Quando veio a primavera Cristina foi atropelada e morta. Maurício desesperou-se. Somente na hora em que foi reconhecer o corpo no IML é que Maurício percebeu o quanto amava aquela mulher. Desesperou-se, chorou, perdeu o rumo. Andou por São Paulo, horas e horas, sem saber o porque nem para onde. Quando finalmente chegou em casa, Lalá e seus três filhotes estavam sentados, enfileirados, junto à entrada. Maurício pensou estar sonhando, mas os cães estavam tristes. Pareciam saber da desgraça. O clima no prédio piorou e alguns começaram a dizer que foi a chegada daqueles cães que mudou o destino. Uns passaram a hostilizar os animais e Maurício saia em defesa deles até que ele mesmo passou a não mais receber cumprimentos. Aliás, Maurício já não raciocinava adequadamente e perdeu o emprego também. Com o passar das semanas, Maurício foi acabando com a poupança que tinha, vendeu as coisas da casa, todas elas. Começou pelas roupas da mulher, depois passou para os móveis e os objetos, até que o apartamento ficou totalmente vazio. Com o aluguel atrasado Maurício foi despejado.
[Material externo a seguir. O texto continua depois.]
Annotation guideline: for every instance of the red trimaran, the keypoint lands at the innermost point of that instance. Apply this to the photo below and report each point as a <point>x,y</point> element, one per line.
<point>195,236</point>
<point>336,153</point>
Incrível, mas neste caso, a Justiça resolveu ser célere. Quando o Oficial de Justiça chegou, acompanhado de dois soldados, Maurício tinha apenas uma pequena mala que continha suas poucas peças de roupa e algumas fotos dele com a Cristina. Foi para a rua sem rumo, sem perspectiva. Perdido que ele só. Novamente notou estar sendo seguido e, com satisfação e até um afago, reconheceu e acolheu os cães. Passaram a perambular pelo centro, sempre dormindo sob o Minhocão, cujas lajes abrigavam um grande número de sem teto, sempre. Maurício e os quatro cachorros eram apenas mais um na multidão. Foram diluídos pela metrópole, fundiram-se no amálgama da grande cidade e desapareceram. Como já sabemos, tudo sempre se ajeita. Bem ou mal, mas se ajeita.